By Vincent Aldazabal
The following definition of “feminism” to be examined in this context is the targeting, confronting and dismantling of a system of oppression that is exercised by those in positions of major power. Such a system is one that generates oppressive norms, limiting self-autonomy and breeding hostility toward categorically-defined “others.” This system has been described as the patriarchy, and as it is manifested in the realm of language, it is extremely harmful to growing minds.
It is very common for “men” to dismiss the existence of this system of oppression, simply because it does not seemingly pertain to them or overtly work punitively against them. Yet, a closer examination reveals a more poignant truth. Men of various sexes, sexualities, genders and races are systematically coerced to conform to the narrowly defined images of manhood. Examples of this exist on the institutional level, such as with the global military indoctrination processes that impose enormous burdens upon the identities of men and women as a means to create “order among the ranks.”
In stark contrast, one micro-level manifestation of such oppression is the interpersonal degrading of perceived feminized “others” that is consciously and unconsciously produced in daily dialogue. This is, I believe, a type of linguistic terrorism that does a great deal of psychological harm to human minds, and in this case particularly, those of “men.”

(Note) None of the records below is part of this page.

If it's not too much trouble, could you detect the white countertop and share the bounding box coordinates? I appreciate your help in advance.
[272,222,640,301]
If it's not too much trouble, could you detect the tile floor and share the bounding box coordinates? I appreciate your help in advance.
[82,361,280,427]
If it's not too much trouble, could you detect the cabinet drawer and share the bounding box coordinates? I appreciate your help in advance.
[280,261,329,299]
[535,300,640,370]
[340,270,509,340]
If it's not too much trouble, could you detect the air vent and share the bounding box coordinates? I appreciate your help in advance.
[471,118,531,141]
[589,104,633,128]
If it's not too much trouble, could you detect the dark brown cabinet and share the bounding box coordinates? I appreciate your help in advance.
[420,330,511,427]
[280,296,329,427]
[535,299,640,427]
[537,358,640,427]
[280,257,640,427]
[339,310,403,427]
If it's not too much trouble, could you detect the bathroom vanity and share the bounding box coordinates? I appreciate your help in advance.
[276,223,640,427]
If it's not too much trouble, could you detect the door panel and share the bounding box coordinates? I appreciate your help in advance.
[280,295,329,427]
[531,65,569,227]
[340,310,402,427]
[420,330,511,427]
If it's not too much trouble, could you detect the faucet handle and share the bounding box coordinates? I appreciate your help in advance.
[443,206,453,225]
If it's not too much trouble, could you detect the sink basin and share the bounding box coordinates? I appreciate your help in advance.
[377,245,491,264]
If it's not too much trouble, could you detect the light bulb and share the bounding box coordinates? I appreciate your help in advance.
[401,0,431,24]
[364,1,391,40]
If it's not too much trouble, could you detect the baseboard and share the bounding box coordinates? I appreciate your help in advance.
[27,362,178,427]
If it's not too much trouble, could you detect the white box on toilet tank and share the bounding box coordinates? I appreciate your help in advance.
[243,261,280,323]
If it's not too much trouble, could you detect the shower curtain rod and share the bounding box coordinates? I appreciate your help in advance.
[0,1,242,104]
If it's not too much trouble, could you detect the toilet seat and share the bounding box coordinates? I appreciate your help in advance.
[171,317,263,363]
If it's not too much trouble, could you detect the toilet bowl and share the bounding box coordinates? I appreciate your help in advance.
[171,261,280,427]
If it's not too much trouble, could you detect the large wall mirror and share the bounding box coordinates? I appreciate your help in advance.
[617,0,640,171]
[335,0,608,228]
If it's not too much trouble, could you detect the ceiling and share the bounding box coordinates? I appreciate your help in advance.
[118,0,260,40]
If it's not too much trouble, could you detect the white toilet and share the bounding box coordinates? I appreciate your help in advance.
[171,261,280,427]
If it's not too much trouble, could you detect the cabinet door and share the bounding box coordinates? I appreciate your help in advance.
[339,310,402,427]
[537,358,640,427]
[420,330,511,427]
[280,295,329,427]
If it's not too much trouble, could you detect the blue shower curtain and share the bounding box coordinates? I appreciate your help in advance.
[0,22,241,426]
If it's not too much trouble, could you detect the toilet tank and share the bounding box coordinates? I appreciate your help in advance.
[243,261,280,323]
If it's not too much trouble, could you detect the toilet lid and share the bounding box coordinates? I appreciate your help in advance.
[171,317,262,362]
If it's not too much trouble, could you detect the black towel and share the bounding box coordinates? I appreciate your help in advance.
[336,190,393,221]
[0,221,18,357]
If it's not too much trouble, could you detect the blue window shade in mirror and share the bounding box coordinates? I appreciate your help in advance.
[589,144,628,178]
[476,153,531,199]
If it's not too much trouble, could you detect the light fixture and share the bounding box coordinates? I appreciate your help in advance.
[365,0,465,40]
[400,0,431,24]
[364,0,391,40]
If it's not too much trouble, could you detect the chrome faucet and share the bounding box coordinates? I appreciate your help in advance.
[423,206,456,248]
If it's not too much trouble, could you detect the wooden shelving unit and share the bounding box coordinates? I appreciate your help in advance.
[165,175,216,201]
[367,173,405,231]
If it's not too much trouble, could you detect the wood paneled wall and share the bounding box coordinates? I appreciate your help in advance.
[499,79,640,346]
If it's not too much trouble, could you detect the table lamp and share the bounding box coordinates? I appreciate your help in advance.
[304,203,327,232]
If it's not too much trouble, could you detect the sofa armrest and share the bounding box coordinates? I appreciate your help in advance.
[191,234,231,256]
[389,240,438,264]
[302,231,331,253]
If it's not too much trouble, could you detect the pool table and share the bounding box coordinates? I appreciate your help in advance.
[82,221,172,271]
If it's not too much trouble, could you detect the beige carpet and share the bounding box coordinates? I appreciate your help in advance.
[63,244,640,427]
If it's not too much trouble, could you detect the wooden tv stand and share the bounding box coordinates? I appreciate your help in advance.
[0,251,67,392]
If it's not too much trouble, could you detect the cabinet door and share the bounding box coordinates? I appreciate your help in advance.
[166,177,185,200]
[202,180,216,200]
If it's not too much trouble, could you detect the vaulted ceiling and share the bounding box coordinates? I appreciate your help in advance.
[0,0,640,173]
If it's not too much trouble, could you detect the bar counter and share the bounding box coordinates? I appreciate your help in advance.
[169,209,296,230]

When males who are forced to live without their fathers are pressured to become the “man of the house,” a great deal of harm is done. The damage is embedded within the mythologized role that we assign, impose and discipline in a carefully evaluated “performative” manner as termed by the philosopher and gender theorist Judith Butler. The linguistic terrorism of patriarchal oppression does not just affect young boys who, through grief, loss, divorce or other means, lose their fathers. Most boys are consistently indoctrinated with the phrases such as “be a man,” “don’t be a girl” or “man up.” The traumatic effect of this common form of patriarchal propaganda is that it imposes a will of gender conformity that does not have any linguistic stability. This destabilized linguistic existence is present whether it is in the sociolinguistics or psycholinguistics. There is no uniform definition of this supposed masculinity to be grasped psychologically, let alone “performed” physically.
Allow us to evaluate what such rigidity does to the sexual minorities targeted by the fraternal language of brotherhood. When we instruct men of every age to “not be a queer” or “not be a princess,” we perpetuate the psychological suffering of our gay brothers. Furthermore, this language sentences men to patterns of deep self-hatred of which the bearing on mental health is clearly documented. Of equal significance is to evaluate this narrative as it spans across all socioeconomic landscapes and evaluate the effects of patriarchal doctrine expressed within communities unfamiliar with the wealth of the more privileged classes. The language of mythological manhood creates a mold of masculinity that works to perpetuate “performances” of masculinity that, seemingly, can only be validated in the battlegrounds of the drug trade and fulfilled through devastating gang violence.
It has become readily apparent that this analysis only tells, if you will, “half of the story,” in the sense that the effects of linguistic terrorism against “female” populations have not been documented. Perhaps the point of such a demonstration may very well be that we as “men” may not change or effectively build peaceful environments for the “women” we love until we change both how we speak about ourselves and to one another.